Treatment options for patients with CKD are multiple and often determined by the etiology of CKD.
So far, ACE inhibitors or angiotensin receptor blockers were one of the most effective interventions which have been shown to affect CKD disease progression.
In a recent study, researchers found drugs SGLT2 inhibitors could slow down chronic kidney disease. The drugs could provide another breakthrough in the management of CKD.
The study is published in the New England Journal of Medicine. One author is Professor Christoph Wanner.
The team previously studied whether the SGLT2 inhibitor Empagliflozin could lower the rate of heart disease in patients with type 2 diabetes.
They found that it could and that the medication could also slow the progression of CKD.
Their future work provided evidence that the SGLT2 inhibitor Canagliflozin could slow CKD progression in patients with type 2 diabetes and CKD with albuminuria.

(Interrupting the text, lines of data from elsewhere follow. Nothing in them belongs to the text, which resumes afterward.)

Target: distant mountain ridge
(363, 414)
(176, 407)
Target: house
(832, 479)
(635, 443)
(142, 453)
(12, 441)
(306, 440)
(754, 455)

An important link was still missing, however. In about one-third of all CKD patients, diabetes is the cause of kidney failure, but what about the other two-thirds?
Can SGLT2 inhibitors really help these patients, too, and prevent them from reaching end-stage kidney disease in need of regular dialysis treatments or renal transplantation?
In this study, the researchers tested 4304 patients (67.5% had diabetes), who were randomized 1:1 to dapagliflozin or placebo.
There were 197 people showing the occurrence of end-stage kidney disease in the dapagliflozin group and 312 people showing the symptoms in the placebo group.
Moreover, the benefit of dapagliflozin on the symptom was consistent in patients with and without type 2 diabetes.
The team says this is great news for patients with CKD. For years, no new treatment option has proved to be safe and effective, which meant that no new drug could be introduced into clinical practice.
But scientists now have a whole new drug class that is obviously very effective.
The findings show a long-awaited treatment to slow the progression of chronic kidney disease, even in those who do not suffer from type 2 diabetes.